Make your code covered

1 06 2006

I committed a big chunk of code to Cheesecake yesterday, along with a bunch of tests. But how can I be sure I actually covered all of the code? Of course nothing will substitute good suite of tests, but I thought trying out a coverage tool won’t be a bad idea. To install coverage simply download a one-file module and drop it into your PYTHONPATH. You may also think about making an alias for it, so you can easily call it from the command line:

$ alias coverage='python /usr/lib/python2.3/\
site-packages/coverage.py'

I wanted to check what code is executed by current set of tests that Cheesecake have. I’ve used nose runner, with a special option:

$ nosetests --with-coverage

After about 20 seconds it finished its work. Results can be seen by invoking coverage directly.

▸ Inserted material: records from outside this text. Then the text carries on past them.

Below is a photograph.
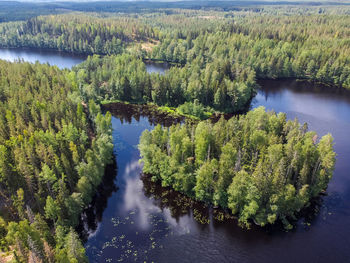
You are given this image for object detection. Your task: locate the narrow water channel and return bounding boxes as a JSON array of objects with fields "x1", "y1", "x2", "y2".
[
  {"x1": 0, "y1": 49, "x2": 350, "y2": 262},
  {"x1": 82, "y1": 80, "x2": 350, "y2": 262}
]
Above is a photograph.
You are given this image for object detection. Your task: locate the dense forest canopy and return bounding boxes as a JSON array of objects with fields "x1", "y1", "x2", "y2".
[
  {"x1": 0, "y1": 7, "x2": 350, "y2": 89},
  {"x1": 0, "y1": 1, "x2": 344, "y2": 263},
  {"x1": 139, "y1": 107, "x2": 335, "y2": 228},
  {"x1": 0, "y1": 60, "x2": 113, "y2": 262}
]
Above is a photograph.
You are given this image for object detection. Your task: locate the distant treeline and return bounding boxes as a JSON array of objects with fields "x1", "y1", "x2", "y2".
[
  {"x1": 0, "y1": 8, "x2": 350, "y2": 89},
  {"x1": 0, "y1": 0, "x2": 349, "y2": 22}
]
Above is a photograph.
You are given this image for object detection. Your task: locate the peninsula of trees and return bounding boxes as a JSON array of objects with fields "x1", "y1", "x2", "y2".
[{"x1": 139, "y1": 107, "x2": 335, "y2": 228}]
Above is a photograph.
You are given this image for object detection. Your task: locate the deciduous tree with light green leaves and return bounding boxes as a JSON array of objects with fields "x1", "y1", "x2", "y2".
[{"x1": 139, "y1": 107, "x2": 336, "y2": 229}]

For the Cheesecake package I wanted to check only few modules, because not all are written by us. So the command line went like that:

$ coverage -m -r cheesecake/_util.py\
cheesecake/cheesecake_index.py cheesecake/codeparser.py\
cheesecake/config.py cheesecake/logger.py

Results were as follows (stripped out – irrelevant here – line numbers of not-covered statements):

Name Stmts Exec Cover
cheesecake/cheesecake_index 633 410 64%
cheesecake/config 35 29 82%
cheesecake/_util 47 40 85%
cheesecake/logger 80 70 87%
cheesecake/codeparser 89 87 97%
TOTAL 884 636 71%

As you can see, codeparser code (which I was working on yesterday) is covered quite well. Results also clearly show we have a lot of work to make Cheesecake tested appropriately. 64% is certainly not enough.

HTML table was generated by cover2html.py script.